It also comes as the first rescuers on the scene described how the 'screams of survivors' put them into a state of shock.

Alain Rittemer, chief of emergency services in the Canton of Valais, said it took a full two hours to work their way through the 'apocalypse' of mangled wreckage on Tuesday night.

He said: 'The first thing we heard on arriving at the scene was the screams of the children - it's almost impossible to describe. Hearing the screams put rescuers in a state of shock. All are experienced, but you cannot imagine what it was like.'

The crash, in which 28 people were also seriously injured, happened shortly after the party of 52 schoolchildren and staff from Belgium and Holland set off for home following a holiday in the Alpine ski resort of Val d'Annivers.

The coach entered the two-mile-long Sierre tunnel on the A9 motorway at around 9.15pm on Tuesday and clipped the kerb in the outside lane, before careering into a concrete wall.

Mr Rittemer said his team of paramedics arrived within 20 minutes, and had to break their way in through windows at the back.

He said: 'You could imagine that the children whom we found were our own. This was a vision which we were not used to seeing, and I've been doing this job for 20 years. Our main aim was to get to the children, most of whom could not move because they were trapped in the piles of scrap metal.
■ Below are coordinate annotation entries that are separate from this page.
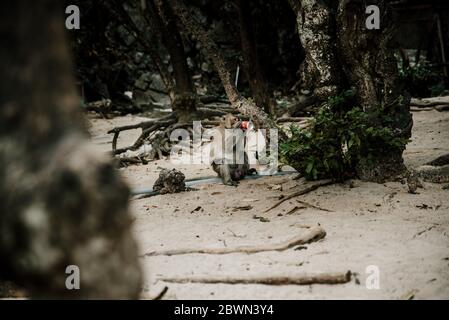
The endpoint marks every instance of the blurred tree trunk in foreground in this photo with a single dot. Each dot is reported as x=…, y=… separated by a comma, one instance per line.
x=61, y=203
x=341, y=54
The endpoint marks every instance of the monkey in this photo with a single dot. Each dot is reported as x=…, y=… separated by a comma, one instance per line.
x=230, y=173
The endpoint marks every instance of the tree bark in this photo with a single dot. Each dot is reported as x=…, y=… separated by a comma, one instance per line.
x=61, y=203
x=342, y=54
x=370, y=66
x=320, y=71
x=185, y=97
x=243, y=105
x=253, y=70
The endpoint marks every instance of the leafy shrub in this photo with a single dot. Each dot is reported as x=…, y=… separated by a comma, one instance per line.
x=422, y=80
x=337, y=138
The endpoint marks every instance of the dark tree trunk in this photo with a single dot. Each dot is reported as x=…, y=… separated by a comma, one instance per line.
x=320, y=70
x=185, y=98
x=148, y=40
x=370, y=66
x=253, y=70
x=61, y=203
x=340, y=50
x=213, y=52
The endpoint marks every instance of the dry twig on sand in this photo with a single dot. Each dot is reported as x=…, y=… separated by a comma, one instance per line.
x=302, y=192
x=303, y=279
x=315, y=233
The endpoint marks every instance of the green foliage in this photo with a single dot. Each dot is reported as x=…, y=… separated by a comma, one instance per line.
x=337, y=138
x=422, y=80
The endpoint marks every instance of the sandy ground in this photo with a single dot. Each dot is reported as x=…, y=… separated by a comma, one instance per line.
x=406, y=236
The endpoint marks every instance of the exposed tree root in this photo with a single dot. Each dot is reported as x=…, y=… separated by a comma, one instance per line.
x=157, y=132
x=301, y=192
x=293, y=119
x=161, y=294
x=303, y=279
x=316, y=233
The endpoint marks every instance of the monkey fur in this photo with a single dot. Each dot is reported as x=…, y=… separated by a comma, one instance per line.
x=230, y=173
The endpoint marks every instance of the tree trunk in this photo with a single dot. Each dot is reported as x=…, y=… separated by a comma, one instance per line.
x=341, y=54
x=320, y=71
x=213, y=52
x=257, y=81
x=61, y=203
x=185, y=98
x=370, y=66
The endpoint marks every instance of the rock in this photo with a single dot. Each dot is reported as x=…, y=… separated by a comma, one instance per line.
x=143, y=82
x=434, y=174
x=157, y=83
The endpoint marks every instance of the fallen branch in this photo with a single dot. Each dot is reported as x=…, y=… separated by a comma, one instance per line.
x=300, y=193
x=315, y=234
x=430, y=102
x=293, y=119
x=303, y=279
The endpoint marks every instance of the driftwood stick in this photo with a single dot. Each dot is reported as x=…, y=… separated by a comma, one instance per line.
x=302, y=279
x=301, y=192
x=315, y=233
x=293, y=119
x=430, y=102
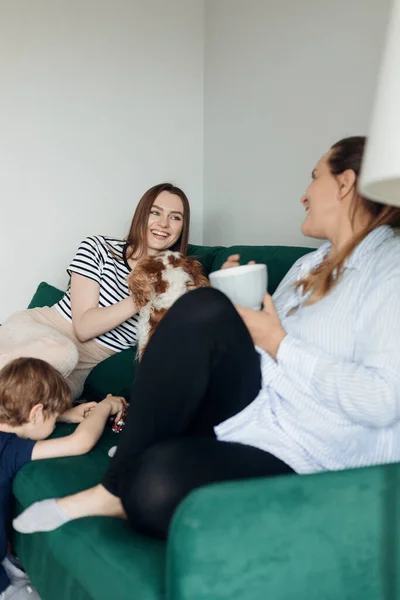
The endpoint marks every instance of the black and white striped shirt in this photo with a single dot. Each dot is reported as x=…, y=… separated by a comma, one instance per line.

'That said, we did not need to speak. We only needed to look in their eyes and hold their hands.'
He added: 'We reached the last casualty two hours after our arrival on the scene 20 minutes after the accident. The last dead body, that of the second driver, was finally removed at 4.15am'.
Parents of the victims gathered at the two primary schools in Belgium yesterday before boarding a military aircraft. They did not know whether their children were dead or alive. 'There's no news, simply no news,' said one red-eyed father.

A 12-year-old girl aboard the bus who escaped with serious injuries was the first survivor to describe what happened. She said: 'I felt a hard jolt. Then everything went dark. 'The seats worked loose and were flung around the bus. I was hurled forward and ended up pinned between two of the seats.' The girl broke both of her legs and an arm.